Mercedes-Benz suffered a similar problem with its first-generation A-Class – in addition to famously failing the Swedish swerve ‘moose test’ – and fellow Germans Audi also faced cross wind stability issues with the original TT coupe, forcing the standard fitment of a rear boot spoiler, which was initially only planned as an extra-cost option.
Audi’s stability problems with the early TT seemed ironic at the time as only a few years earlier the Volkswagen Group’s premium marque had built up a strong reputation for class-leading aerodynamics, with models such as the slippery third-generation 100 executive saloon of 1983. This svelte Audi claimed an ultra-low sub-30 Cd drag coefficient, with its pioneering flush glazed door glass, to improve air flow and fuel efficiency. This 1983 Audi 100 took much of its inspiration from the same Company’s revolutionary NSU Ro80 of 1967, which placed efficient aerodynamics high on its list of its many other advanced features.

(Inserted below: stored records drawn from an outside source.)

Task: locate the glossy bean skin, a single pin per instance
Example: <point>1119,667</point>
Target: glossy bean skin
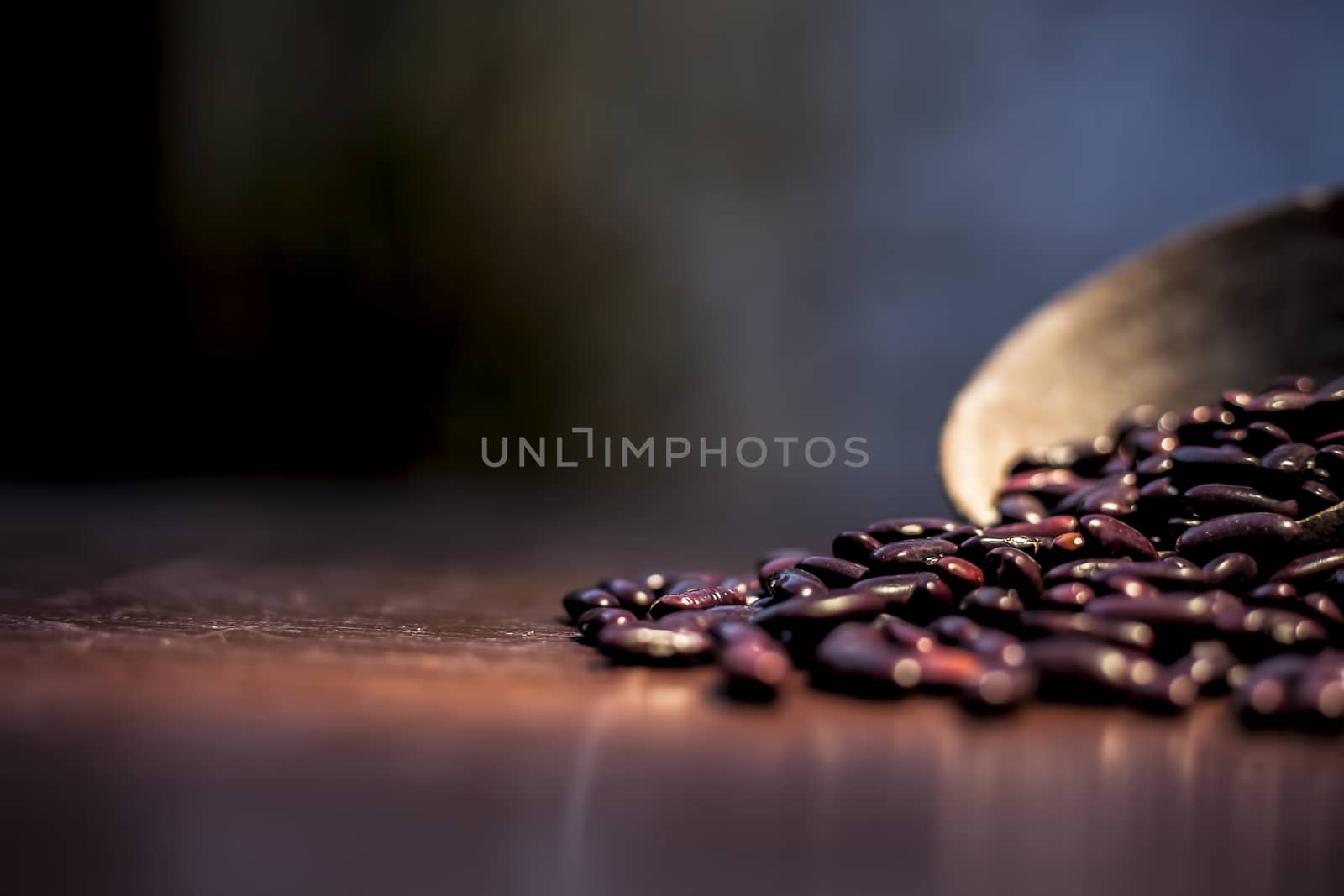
<point>1312,570</point>
<point>911,527</point>
<point>1162,575</point>
<point>916,597</point>
<point>584,600</point>
<point>1000,647</point>
<point>1021,508</point>
<point>1116,539</point>
<point>960,575</point>
<point>633,595</point>
<point>1254,533</point>
<point>1178,621</point>
<point>1263,438</point>
<point>1081,570</point>
<point>770,566</point>
<point>1256,633</point>
<point>994,607</point>
<point>1074,668</point>
<point>1045,528</point>
<point>857,658</point>
<point>593,621</point>
<point>1215,499</point>
<point>696,600</point>
<point>1231,571</point>
<point>833,571</point>
<point>855,547</point>
<point>1014,570</point>
<point>754,664</point>
<point>1070,597</point>
<point>1314,497</point>
<point>790,584</point>
<point>1039,624</point>
<point>648,645</point>
<point>911,555</point>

Bizarrely aerodynamics seems to be a much lower priority to the motor industry these days. Visionary engineers such as Paul Jaray, Hans Edwina and Flaminio Bertoni realised the advantages of aerodynamic efficiencies in the 1930s, with advanced teardrop-shaped cars like the Tatra T77 and T87, and Bertoni’s Citroen Traction Avant 1934, followed by his game-changing DS of 1955.
Post-war, the DKW F9, Saab 93, Tucker 48, and a host of other pioneering models, joined the DS in successfully explored the advantages of a low drag body shape. By the early 1960s, an aerodynamic look was de rigeur to help sell exotic-looking sleek sports cars, such as the Jaguar E-type and Ferrari 250 GTO, even if their drag co-efficiency was actually nothing to write home about.